Любопытно, что именно в эту минуту, после того, как он с волшебной легкостью отверг то будущее, которое сулили пьесы Акли, ему безумно захотелось прийти к отцу, которого он не видел целых шестнадцать лет, и сказать: «Видите, я тоже умею, не хуже вашего. Взял и швырнул всю свою жизнь в рожу одному болвану».
Последствия его не интересовали. Он попросту не задумывался ни о расторжении контракта, ни о скандале, грозившем ему в этом случае. В случившемся он видел только повод для того, чтобы начать все сначала, на этот раз так, как учил его Балаж Тордаи. С каким удовольствием сыграл бы он теперь крошечную роль Раба из «Трагедии человека»! Дюла знал, что, доведись ему сегодня выступить в этой роли, он впервые в жизни сыграл бы по-настоящему.
Упоительное самозабвение длилось недолго — Дюлино внимание привлекли витрины, трамваи, автомобили, прохожие, торопившиеся по своим делам, словно за ними гнались.
У одной из витрин Дюла остановился. В глазах его загорелось злорадство. В самом центре отделанной шелком витрины возвышалась огромная ваза… Украшавшие вазу рисунки и иероглифы показались Дюле уродливыми, зато его чрезвычайно порадовала табличка с надписью: «Китайская ваза. Эпоха династии Ванг. Подлинник». Его снова охватило приятное возбуждение, как утром, когда он шел вместе с Акли в директорский кабинет.
В антикварной лавке Дюлу встретил приятный звон колокольчиков, удивленный взгляд молодой и на редкость красивой девушки, а также почтительный поклон пожилого господина.
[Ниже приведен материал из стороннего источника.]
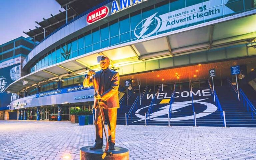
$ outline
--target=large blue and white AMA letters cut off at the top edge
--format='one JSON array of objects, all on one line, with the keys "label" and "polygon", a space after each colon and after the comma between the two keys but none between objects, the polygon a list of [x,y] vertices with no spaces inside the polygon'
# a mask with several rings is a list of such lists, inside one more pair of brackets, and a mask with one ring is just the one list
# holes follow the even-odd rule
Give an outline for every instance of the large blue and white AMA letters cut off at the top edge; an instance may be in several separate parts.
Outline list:
[{"label": "large blue and white AMA letters cut off at the top edge", "polygon": [[147,0],[119,0],[119,3],[117,1],[113,1],[112,7],[111,7],[111,14],[127,9],[129,7],[135,6],[136,4],[144,1],[147,1]]}]

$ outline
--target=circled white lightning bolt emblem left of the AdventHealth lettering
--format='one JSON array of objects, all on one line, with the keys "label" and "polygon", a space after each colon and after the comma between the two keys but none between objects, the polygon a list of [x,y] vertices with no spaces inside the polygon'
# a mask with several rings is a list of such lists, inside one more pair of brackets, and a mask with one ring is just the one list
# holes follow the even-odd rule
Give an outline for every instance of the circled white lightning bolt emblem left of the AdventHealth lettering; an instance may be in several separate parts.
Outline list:
[{"label": "circled white lightning bolt emblem left of the AdventHealth lettering", "polygon": [[[158,13],[158,12],[157,12],[157,13]],[[135,28],[135,30],[134,30],[134,35],[135,35],[138,39],[140,39],[141,37],[146,38],[146,37],[151,36],[152,34],[154,34],[155,32],[157,32],[158,29],[161,27],[162,21],[161,21],[160,18],[156,17],[156,14],[157,14],[157,13],[155,13],[155,14],[153,14],[152,16],[150,16],[150,17],[148,17],[148,18],[142,20],[142,21],[136,26],[136,28]],[[155,28],[152,32],[150,32],[150,33],[148,33],[148,34],[145,34],[145,33],[148,31],[148,29],[150,28],[150,27],[149,27],[150,24],[151,24],[154,20],[157,21],[156,28]],[[143,23],[143,22],[144,22],[144,23]],[[140,31],[139,35],[137,35],[136,31],[138,30],[137,28],[139,27],[139,25],[140,25],[141,23],[142,23],[143,25],[142,25],[142,28],[140,28],[141,31]]]}]

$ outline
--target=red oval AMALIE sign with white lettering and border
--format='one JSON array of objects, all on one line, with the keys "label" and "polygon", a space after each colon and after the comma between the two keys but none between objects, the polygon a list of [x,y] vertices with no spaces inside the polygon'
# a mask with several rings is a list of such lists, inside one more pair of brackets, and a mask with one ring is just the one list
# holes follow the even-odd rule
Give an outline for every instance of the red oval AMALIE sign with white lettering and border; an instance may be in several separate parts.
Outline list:
[{"label": "red oval AMALIE sign with white lettering and border", "polygon": [[108,7],[103,6],[99,9],[96,9],[88,14],[87,16],[87,22],[88,23],[94,23],[100,19],[105,18],[108,15]]}]

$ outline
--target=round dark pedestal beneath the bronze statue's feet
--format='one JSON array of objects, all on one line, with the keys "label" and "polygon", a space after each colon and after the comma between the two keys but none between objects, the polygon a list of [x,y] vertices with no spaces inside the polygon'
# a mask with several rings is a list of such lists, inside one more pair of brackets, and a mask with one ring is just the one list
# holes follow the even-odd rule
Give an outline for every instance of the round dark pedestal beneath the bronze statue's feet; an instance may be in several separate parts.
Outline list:
[{"label": "round dark pedestal beneath the bronze statue's feet", "polygon": [[[102,149],[90,150],[92,146],[82,147],[80,149],[80,160],[101,160],[105,146]],[[108,153],[104,160],[129,160],[129,151],[126,148],[115,147],[114,151]]]}]

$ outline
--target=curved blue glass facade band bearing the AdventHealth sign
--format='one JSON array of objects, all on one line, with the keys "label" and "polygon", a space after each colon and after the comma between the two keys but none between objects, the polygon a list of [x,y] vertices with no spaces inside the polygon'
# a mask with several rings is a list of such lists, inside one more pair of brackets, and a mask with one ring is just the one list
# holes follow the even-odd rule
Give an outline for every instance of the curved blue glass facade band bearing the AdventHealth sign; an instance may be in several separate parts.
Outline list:
[{"label": "curved blue glass facade band bearing the AdventHealth sign", "polygon": [[[147,38],[253,9],[252,0],[165,0],[79,35],[45,53],[34,72],[102,48]],[[146,26],[147,24],[147,26]]]}]

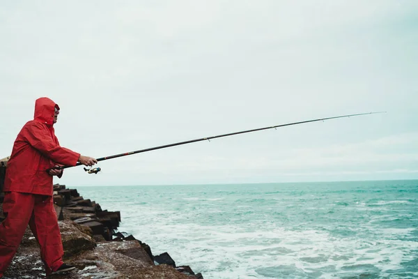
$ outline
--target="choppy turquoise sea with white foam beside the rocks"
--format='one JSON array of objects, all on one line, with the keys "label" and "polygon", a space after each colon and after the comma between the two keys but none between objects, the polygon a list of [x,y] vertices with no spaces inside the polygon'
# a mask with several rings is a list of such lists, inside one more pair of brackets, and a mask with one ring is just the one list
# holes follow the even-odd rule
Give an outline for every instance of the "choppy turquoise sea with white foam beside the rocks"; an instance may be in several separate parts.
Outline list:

Поклонившись, господин подошел к новоприбывшему покупателю и спросил мягким профессорским тоном:
— Чем могу служить, господин артист?
Молодая девушка улыбнулась, давая понять, что тоже узнает Дюлу Торша и ценит его искусство.
— Я хотел бы купить ту вазу, что выставлена у вас в витрине.
— Пожалуйста, как вам будет угодно, — антиквар кивнул и нажал какую-то кнопку. В ту же секунду из задней двери появился высокий мужчина с тонзурой, удивительно похожий на инквизитора.
— К вашим услугам, сударь, — заговорил призрак, обращаясь к антиквару.
— Прошу вас, господин Фобель, снимите с витрины китайскую вазу и покажите господину артисту.
Господин Фобель немедленно исполнил приказание, неподражаемо легким жестом обхватив толстобокую вазу и переместив ее на стеклянную полку, под которой тут же зажегся свет.
— Этой вазе примерно две с половиной тысячи лет, по всей вероятности, она принадлежала какому-нибудь императору. Во всяком случае, эти узоры свидетельствуют о том, что…
Торш перебил его.
— Простите, эта болтовня меня не интересует. Запакуйте этот кувшин и отправьте в гостиницу «Рица»…
Господин Фобель побелел, услышав, что китайскую вазу династии Ванг называют кувшином. Однако единственного взгляда хозяина оказалось довольно, чтобы ярость сменилась почтительным пониманием.
— Как прикажете, господин артист.
— Вложите туда эту визитную карточку и отправьте посылку на имя писателя Ласло Акли.
— Как прикажете.
— И пусть тот, кто доставит ему вазу, скажет, чтоб не швырял ее с ходу об пол — ценная все-таки вещь…
— Да. — Господин Фобель потер лысину.
Радость Торша не знала границ. Как здорово, что он натолкнулся на эту китайскую посудину! Вот теперь он отплатит Акли как следует. Дюла был чрезвычайно доволен собой. Какое-то время он следил за тем, как ваза исчезает в многочисленных слоях розовой оберточной бумаги, и получал от этого зрелища истинное наслаждение. Потом он повернулся к антиквару.
— Сколько стоит эта… это…
Похожий на профессора антиквар почтительно улыбнулся:
— Этот китайский кувшин?
— Ну да.
— Триста двадцать пенгё, господин артист.
Дюла вытащил бумажник и, тщательно обыскав все его уголки, нашел в общей сложности триста тридцать пенгё. Это было все его состояние. Триста двадцать пенгё он отсчитал в кассу, а десять вручил господину Фобелю — на расходы по доставке.
Девушка поднялась со своего кресла и спросила, смеясь:
— Вы очень любите сорить деньгами?
— Нет. Я привык приобретать только самое необходимое.
— Неужели? А как же… — она шаловливо ткнула пальцем в упакованную вазу, — как же вы посылаете в подарок такую вазу?
— Это совсем другое дело. Это месть.
Девушка была выше Торша. От ее ладной, крепкой фигуры веяло здоровьем, а смех был веселый, задорный. Актер пристально посмотрел на юную красавицу, чья ослепительная молодость являла разительный контраст окружающей старине.